How Does Fat in the Liver Lead to Cirrhosis? A Closer Look at the South Asian Population
Tamneet Basra, MD
University of Texas San Antonio – Division of Gastroenterology and Transplant Hepatology
This presentation is an excerpt from the ALF 2021 Poster Competition. This competition showcases posters and a brief video created by early career investigators from across the country on six areas of educational focus: fatty liver disease, liver cancer, liver transplantation, pediatric liver disease, rare liver disease and viral hepatitis. Participants are tasked with translating complicated medical information into a poster which can be easily understood by patients or the public. Posters are reviewed by a formal panel of judges comprised of Medical Advisory Council members, Board Members and friends of ALF to select a winner in each category.
NAFLD (Nonalcoholic fatty liver disease) is liver disease that is not caused by alcohol intake. It is the most common form of chronic liver disease in the United States and in minorities such as South Asians, it can be seen in about 30% of the population worldwide. The incidence has been increasing in countries such as India, Pakistan, Nepal, and Burma due to urbanization and widespread available of fast food and influx of the western diet leading to unhealthy eating habits. It has also been noted to correlate to the rise in obesity in these countries as well.
NAFLD is seen in patients that have obesity, have metabolic syndrome comorbidities such as diabetes mellitus type 2, hyperlipidemia, or heart disease. It is also seen in patients who live a sedentary lifestyle with limited physical activity and those that follow unhealthy eating habits. These patients are part of the population that are very high risk for developing NAFLD at some point in their life.
Steatosis is fat deposition in the liver. It can progress to NASH with increasing inflammation and minimal fibrosis in 2-5% of patients. If lifestyle interventions such as weight loss, healthy eating and exercise is not implemented, fibrosis persists, and the liver disease becomes irreversible. Eventually this forward progression leads to end stage liver disease, or cirrhosis. These patients have an increased risk of hepatocellular cancer and can ultimately succumb to death unless liver transplantation is an option.

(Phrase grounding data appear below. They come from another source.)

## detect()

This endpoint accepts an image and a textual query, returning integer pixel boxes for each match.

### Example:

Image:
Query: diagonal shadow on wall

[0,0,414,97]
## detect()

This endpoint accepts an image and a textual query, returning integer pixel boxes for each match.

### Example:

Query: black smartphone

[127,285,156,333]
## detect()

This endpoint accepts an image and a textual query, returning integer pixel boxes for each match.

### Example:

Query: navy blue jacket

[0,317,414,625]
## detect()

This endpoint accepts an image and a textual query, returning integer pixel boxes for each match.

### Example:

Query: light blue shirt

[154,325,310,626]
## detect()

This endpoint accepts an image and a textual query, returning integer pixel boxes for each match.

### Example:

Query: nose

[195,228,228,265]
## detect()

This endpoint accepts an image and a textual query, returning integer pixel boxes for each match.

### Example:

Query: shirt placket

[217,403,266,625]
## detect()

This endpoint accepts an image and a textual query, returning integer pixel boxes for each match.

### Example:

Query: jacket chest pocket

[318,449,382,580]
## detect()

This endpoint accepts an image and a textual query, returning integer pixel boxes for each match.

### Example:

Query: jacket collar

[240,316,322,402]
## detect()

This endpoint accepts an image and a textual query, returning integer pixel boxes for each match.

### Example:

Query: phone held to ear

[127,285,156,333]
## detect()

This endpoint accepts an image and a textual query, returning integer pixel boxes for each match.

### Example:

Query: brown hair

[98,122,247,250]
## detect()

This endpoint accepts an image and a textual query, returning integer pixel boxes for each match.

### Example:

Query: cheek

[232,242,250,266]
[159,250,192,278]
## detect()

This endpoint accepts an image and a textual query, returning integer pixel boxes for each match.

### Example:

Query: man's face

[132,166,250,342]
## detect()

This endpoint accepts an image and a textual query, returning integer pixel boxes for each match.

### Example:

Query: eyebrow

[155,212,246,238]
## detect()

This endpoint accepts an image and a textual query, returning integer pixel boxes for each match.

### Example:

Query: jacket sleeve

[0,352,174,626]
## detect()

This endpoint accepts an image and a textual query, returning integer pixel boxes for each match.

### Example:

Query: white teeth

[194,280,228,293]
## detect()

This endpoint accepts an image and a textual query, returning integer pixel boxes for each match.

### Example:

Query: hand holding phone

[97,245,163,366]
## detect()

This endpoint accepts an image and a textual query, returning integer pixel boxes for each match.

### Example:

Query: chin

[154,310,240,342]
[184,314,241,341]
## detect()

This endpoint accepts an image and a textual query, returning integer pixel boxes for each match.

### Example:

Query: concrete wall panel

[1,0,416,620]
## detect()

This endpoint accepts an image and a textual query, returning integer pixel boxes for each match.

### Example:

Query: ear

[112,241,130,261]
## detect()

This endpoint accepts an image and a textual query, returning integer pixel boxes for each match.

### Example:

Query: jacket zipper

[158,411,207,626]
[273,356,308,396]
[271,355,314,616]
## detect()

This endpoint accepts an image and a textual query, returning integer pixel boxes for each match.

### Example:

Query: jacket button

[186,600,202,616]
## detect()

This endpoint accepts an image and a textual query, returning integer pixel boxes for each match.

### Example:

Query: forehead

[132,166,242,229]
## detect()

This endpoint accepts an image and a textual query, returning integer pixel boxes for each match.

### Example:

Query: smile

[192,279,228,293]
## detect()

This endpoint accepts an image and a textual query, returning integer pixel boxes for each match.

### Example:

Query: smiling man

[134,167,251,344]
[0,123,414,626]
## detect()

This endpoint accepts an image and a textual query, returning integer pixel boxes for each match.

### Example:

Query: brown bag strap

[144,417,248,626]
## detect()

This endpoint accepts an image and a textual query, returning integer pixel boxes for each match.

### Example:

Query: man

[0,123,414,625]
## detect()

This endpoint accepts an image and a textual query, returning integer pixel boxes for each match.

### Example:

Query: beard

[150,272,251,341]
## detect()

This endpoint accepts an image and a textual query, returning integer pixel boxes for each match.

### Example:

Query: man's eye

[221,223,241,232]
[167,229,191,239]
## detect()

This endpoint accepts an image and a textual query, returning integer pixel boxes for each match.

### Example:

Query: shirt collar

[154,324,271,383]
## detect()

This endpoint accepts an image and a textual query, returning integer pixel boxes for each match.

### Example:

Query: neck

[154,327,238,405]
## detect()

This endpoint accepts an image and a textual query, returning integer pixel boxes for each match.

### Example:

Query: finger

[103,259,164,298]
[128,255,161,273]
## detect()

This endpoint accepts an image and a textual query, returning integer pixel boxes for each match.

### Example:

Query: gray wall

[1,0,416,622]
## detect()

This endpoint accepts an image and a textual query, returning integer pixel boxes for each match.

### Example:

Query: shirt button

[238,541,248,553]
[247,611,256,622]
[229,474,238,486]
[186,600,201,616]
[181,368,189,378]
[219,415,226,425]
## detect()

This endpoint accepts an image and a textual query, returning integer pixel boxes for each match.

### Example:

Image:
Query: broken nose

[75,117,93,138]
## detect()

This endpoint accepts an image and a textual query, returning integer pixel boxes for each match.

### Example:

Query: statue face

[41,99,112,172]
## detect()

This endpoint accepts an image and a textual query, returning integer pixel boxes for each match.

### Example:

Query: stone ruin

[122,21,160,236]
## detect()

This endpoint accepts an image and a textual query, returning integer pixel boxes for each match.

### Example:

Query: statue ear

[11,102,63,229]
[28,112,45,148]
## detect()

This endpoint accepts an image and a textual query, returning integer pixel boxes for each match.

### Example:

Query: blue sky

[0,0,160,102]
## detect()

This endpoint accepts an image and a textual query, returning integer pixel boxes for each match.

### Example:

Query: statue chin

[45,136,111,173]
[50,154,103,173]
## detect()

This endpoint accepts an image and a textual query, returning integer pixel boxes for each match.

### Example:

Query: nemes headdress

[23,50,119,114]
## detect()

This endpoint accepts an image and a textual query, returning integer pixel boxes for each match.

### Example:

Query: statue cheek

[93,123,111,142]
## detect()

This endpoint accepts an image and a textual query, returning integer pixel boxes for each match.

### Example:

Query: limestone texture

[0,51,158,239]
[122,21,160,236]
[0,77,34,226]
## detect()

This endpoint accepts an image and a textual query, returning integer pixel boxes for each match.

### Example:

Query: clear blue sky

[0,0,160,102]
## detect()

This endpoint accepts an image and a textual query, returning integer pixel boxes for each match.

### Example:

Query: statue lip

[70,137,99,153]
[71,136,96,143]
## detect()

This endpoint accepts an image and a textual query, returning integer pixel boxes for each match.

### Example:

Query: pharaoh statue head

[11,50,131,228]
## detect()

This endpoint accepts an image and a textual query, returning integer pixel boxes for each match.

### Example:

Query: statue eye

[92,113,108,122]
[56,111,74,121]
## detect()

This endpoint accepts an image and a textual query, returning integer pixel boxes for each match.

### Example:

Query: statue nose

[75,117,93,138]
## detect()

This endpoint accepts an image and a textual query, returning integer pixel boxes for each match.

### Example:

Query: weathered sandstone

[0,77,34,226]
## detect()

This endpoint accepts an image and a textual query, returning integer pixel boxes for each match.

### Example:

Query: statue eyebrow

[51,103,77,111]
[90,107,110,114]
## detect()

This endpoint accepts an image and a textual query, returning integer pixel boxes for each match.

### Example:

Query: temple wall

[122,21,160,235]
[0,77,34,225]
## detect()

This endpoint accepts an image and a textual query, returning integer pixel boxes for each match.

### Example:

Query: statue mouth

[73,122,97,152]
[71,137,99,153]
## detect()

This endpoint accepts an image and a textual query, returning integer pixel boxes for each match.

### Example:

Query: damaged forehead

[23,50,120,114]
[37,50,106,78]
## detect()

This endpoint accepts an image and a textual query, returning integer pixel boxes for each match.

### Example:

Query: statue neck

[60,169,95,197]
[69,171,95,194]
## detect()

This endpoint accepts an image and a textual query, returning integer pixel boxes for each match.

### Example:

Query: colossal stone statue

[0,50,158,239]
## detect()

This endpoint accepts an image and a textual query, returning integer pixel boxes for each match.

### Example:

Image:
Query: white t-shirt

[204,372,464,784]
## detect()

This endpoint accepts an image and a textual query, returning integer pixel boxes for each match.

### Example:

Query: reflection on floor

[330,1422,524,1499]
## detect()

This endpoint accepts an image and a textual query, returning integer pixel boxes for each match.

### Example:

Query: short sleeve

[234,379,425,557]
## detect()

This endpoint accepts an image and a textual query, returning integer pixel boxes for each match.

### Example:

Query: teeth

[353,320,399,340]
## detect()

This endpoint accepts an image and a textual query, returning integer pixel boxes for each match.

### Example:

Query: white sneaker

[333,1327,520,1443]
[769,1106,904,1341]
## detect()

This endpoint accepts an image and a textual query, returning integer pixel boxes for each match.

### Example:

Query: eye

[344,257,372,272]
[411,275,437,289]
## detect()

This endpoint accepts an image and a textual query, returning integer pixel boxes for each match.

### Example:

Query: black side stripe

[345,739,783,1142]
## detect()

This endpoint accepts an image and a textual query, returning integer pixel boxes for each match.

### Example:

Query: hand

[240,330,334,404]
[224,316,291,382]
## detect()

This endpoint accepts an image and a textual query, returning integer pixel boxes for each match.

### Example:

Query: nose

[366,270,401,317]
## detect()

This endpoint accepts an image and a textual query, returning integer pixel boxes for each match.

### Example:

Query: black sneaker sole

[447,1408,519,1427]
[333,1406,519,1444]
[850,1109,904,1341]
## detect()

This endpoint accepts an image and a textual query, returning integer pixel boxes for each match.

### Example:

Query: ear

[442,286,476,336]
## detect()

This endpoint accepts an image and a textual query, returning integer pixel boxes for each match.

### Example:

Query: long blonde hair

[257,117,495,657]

Predicting who has fatty liver disease can be difficult as most patients do not develop symptoms until much later in their disease course. Labs may show elevated liver enzymes and imaging may suggest fatty deposition. Patients should be counseled on maintaining a healthy lifestyle with regular aerobic exercise, nutrient dense diet, maintaining a normal weight and managing other medical comorbidities to prevent further decompensation of liver disease.